Preparazione all’esame
Per questo la fondazione Metes della Flai, il sindacato dell’agroindustria della Cgil, dal 2017 centro d’esame per la certificazione dell’italiano come lingua straniera Certit, in convenzione con l’università di Roma Tre, offre un servizio di incontri gratuiti di preparazione all’esame e di simulazione dei test.
L’esame di italiano è una delle certificazioni riconosciute dal ministero degli Affari esteri e dal ministero dell’Istruzione, oltre che a livello internazionale, e fino a oggi sono 1.500 le persone che in tutta Italia hanno sostenuto l’esame con Metes.
Obiettivo, autotestarsi
Le simulazioni sono un supporto prezioso per esercitarsi, visionare le prove d’archivio, avere informazioni puntuali su come funziona l’esame. E una duplice utilità: il lavoratore può realmente testare la propria preparazione, verificare in anticipo se sarà in grado di ottenere la certificazione e allo stesso tempo prendere dimestichezza con le prove.

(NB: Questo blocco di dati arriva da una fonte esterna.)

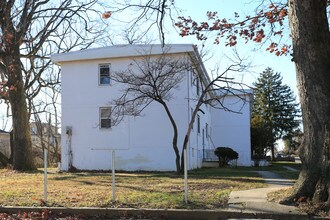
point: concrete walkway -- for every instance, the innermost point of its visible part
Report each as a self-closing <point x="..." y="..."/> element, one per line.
<point x="255" y="200"/>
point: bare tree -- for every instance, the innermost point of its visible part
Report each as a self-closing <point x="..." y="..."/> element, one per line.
<point x="214" y="91"/>
<point x="154" y="81"/>
<point x="30" y="31"/>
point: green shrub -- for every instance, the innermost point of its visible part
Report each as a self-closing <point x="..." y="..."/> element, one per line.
<point x="225" y="154"/>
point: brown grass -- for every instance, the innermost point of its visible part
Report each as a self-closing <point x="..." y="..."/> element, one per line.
<point x="208" y="189"/>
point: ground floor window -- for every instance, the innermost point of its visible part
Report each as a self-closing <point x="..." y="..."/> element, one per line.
<point x="105" y="117"/>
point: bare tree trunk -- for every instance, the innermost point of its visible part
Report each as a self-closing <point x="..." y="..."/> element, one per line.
<point x="23" y="158"/>
<point x="311" y="46"/>
<point x="175" y="137"/>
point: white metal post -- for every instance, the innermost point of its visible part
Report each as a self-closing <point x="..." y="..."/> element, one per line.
<point x="45" y="174"/>
<point x="113" y="177"/>
<point x="185" y="177"/>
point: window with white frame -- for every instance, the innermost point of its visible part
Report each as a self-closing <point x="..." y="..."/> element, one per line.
<point x="207" y="130"/>
<point x="192" y="112"/>
<point x="198" y="124"/>
<point x="105" y="117"/>
<point x="104" y="74"/>
<point x="197" y="86"/>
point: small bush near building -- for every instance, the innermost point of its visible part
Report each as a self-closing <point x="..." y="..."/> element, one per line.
<point x="225" y="154"/>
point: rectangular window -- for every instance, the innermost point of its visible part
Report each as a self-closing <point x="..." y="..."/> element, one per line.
<point x="192" y="112"/>
<point x="198" y="124"/>
<point x="207" y="130"/>
<point x="104" y="74"/>
<point x="197" y="86"/>
<point x="105" y="117"/>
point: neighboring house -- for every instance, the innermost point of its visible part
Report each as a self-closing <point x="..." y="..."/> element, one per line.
<point x="5" y="143"/>
<point x="141" y="143"/>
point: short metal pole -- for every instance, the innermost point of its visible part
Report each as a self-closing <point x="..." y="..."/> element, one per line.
<point x="113" y="177"/>
<point x="45" y="174"/>
<point x="185" y="177"/>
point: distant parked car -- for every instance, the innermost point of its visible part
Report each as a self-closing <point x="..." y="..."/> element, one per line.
<point x="281" y="157"/>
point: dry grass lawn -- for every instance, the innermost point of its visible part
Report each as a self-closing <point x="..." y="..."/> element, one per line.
<point x="208" y="188"/>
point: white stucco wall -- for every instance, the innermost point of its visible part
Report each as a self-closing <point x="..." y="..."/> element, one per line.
<point x="230" y="129"/>
<point x="141" y="143"/>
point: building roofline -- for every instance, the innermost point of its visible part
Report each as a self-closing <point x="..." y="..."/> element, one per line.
<point x="120" y="51"/>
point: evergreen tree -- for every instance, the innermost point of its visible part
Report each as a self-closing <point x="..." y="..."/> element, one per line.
<point x="275" y="108"/>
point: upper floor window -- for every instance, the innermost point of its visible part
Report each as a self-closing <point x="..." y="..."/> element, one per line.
<point x="104" y="74"/>
<point x="207" y="130"/>
<point x="198" y="124"/>
<point x="105" y="117"/>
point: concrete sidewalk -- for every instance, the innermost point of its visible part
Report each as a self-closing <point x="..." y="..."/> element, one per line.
<point x="255" y="200"/>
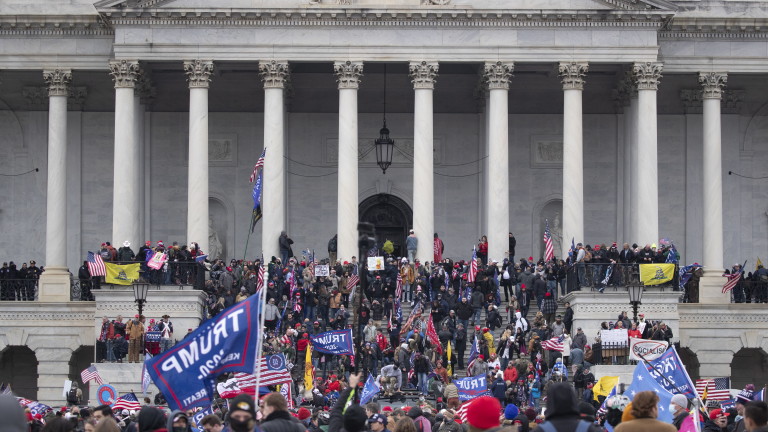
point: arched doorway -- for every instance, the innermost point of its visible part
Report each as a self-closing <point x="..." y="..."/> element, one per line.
<point x="749" y="366"/>
<point x="391" y="216"/>
<point x="18" y="367"/>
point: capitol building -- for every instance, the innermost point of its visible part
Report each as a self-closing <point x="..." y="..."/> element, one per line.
<point x="610" y="120"/>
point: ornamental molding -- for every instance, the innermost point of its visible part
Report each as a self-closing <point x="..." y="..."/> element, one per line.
<point x="423" y="74"/>
<point x="125" y="73"/>
<point x="348" y="74"/>
<point x="58" y="81"/>
<point x="198" y="73"/>
<point x="496" y="75"/>
<point x="647" y="75"/>
<point x="274" y="73"/>
<point x="572" y="75"/>
<point x="712" y="84"/>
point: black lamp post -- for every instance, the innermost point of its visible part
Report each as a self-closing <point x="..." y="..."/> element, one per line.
<point x="635" y="297"/>
<point x="140" y="290"/>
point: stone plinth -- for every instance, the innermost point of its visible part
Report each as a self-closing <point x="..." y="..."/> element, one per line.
<point x="590" y="308"/>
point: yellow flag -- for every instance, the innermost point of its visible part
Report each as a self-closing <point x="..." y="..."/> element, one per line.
<point x="655" y="274"/>
<point x="309" y="371"/>
<point x="448" y="353"/>
<point x="604" y="386"/>
<point x="122" y="274"/>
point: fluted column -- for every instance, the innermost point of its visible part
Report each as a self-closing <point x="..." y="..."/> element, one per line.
<point x="497" y="77"/>
<point x="54" y="283"/>
<point x="126" y="171"/>
<point x="198" y="77"/>
<point x="712" y="84"/>
<point x="348" y="76"/>
<point x="274" y="74"/>
<point x="572" y="76"/>
<point x="646" y="199"/>
<point x="423" y="76"/>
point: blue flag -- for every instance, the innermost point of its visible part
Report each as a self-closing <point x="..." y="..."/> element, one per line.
<point x="643" y="381"/>
<point x="186" y="373"/>
<point x="333" y="342"/>
<point x="370" y="390"/>
<point x="671" y="367"/>
<point x="472" y="387"/>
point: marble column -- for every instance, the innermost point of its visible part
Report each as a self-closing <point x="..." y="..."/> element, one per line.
<point x="711" y="284"/>
<point x="497" y="75"/>
<point x="127" y="187"/>
<point x="275" y="75"/>
<point x="54" y="283"/>
<point x="572" y="76"/>
<point x="198" y="76"/>
<point x="646" y="199"/>
<point x="423" y="76"/>
<point x="348" y="76"/>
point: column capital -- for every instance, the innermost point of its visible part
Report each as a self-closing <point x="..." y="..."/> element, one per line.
<point x="572" y="74"/>
<point x="647" y="75"/>
<point x="274" y="73"/>
<point x="198" y="73"/>
<point x="348" y="74"/>
<point x="423" y="74"/>
<point x="58" y="81"/>
<point x="712" y="84"/>
<point x="124" y="73"/>
<point x="496" y="75"/>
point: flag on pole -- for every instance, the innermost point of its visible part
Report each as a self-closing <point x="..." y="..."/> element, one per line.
<point x="96" y="265"/>
<point x="91" y="373"/>
<point x="549" y="252"/>
<point x="472" y="275"/>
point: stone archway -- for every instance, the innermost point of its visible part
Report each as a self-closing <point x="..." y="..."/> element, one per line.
<point x="391" y="216"/>
<point x="18" y="367"/>
<point x="749" y="366"/>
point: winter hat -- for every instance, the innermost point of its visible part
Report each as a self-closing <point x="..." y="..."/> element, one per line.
<point x="511" y="412"/>
<point x="483" y="412"/>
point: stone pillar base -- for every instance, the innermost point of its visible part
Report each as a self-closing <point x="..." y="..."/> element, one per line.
<point x="711" y="288"/>
<point x="55" y="285"/>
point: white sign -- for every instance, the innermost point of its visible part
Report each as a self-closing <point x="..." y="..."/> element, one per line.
<point x="648" y="349"/>
<point x="375" y="263"/>
<point x="322" y="270"/>
<point x="617" y="336"/>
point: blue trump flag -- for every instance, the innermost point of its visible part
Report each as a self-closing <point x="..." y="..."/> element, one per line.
<point x="472" y="387"/>
<point x="643" y="381"/>
<point x="186" y="373"/>
<point x="370" y="390"/>
<point x="675" y="377"/>
<point x="333" y="342"/>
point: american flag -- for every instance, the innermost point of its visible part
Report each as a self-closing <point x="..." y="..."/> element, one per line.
<point x="716" y="388"/>
<point x="259" y="165"/>
<point x="127" y="401"/>
<point x="273" y="371"/>
<point x="554" y="344"/>
<point x="352" y="281"/>
<point x="733" y="279"/>
<point x="549" y="253"/>
<point x="96" y="265"/>
<point x="472" y="275"/>
<point x="90" y="373"/>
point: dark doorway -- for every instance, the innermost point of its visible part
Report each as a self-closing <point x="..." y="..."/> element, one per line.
<point x="392" y="218"/>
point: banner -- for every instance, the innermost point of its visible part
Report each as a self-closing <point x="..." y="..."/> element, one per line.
<point x="648" y="349"/>
<point x="334" y="342"/>
<point x="670" y="367"/>
<point x="122" y="274"/>
<point x="186" y="373"/>
<point x="472" y="387"/>
<point x="655" y="274"/>
<point x="370" y="390"/>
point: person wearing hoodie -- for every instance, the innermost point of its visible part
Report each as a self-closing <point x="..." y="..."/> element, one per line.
<point x="562" y="411"/>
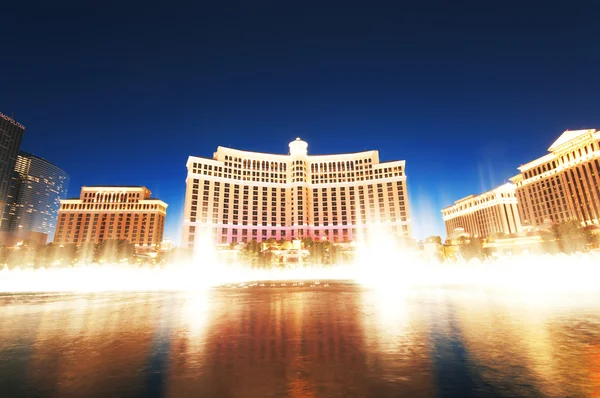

“Poiché la spesa da sostenere per l’esame è un sacrificio per i lavoratori, abbiamo pensato che partecipare a una simulazione potesse essere un aiuto per loro, anche per avere una prospettiva di possibilità di successo – spiega Tina Balì, segretaria nazionale della Flai -. Per questo abbiamo costruito rapporti con molte scuole di italiano che preparano i migranti nel percorso di apprendimento della lingua, collaboriamo con i docenti, organizziamo simulazioni. Di recente nel ghetto di Borgo Mezzanone abbiamo tenuto a battesimo con la Flc una scuola di italiano per migranti, con un percorso di apprendimento e naturalmente le sessioni di prova”.
Alfabetizzare i lavoratori
Anche a Pordenone, dove si sono tenute di recente le brigate del lavoro, il sindacato di strada, la Flai ha intrapreso un percorso di alfabetizzazione dei lavoratori. “Abbiamo intuito che la conoscenza della lingua avrebbe facilitato la comprensione dei diritti e dei doveri – spiega Dina Sovran, segretaria generale Flai Pordenone -. Visto che le istituzioni non svolgono il loro ruolo, abbiamo aperto una scuola all’interno della Cgil, con orari che dessero ai ragazzi la possibilità di frequentare. E naturalmente abbiamo organizzato anche una simulazione d’esame”.
Sono tre le prove che si devono superare: comprensione orale (ascolto), comprensione scritta (lettura), scrittura e lingua parlata. E l’ascolto, oltre a essere molto importante, è anche particolarmente difficile.
Conoscere la lingua per conoscere i diritti
“Se non comprendi esattamente cosa ti dicono o non conosci il contenuto di quello che ti fanno firmare, non puoi far valere i tuoi diritti nè conoscere i tuoi doveri – prosegue Balì -. Abbiamo inserito le attività legate all’apprendimento della lingua nel sindacato di strada, che raccoglie i bisogni, aiuta nella contrattazione, fa emergere i problemi con il sistema delle imprese del territorio, la questione degli alloggi, dei trasporti. E, non ultimo, appunto, la necessità di conoscere l’italiano e di ottenere la certificazione linguistica, fondamentale per essere informati su diritti e tutele e farsi valere”.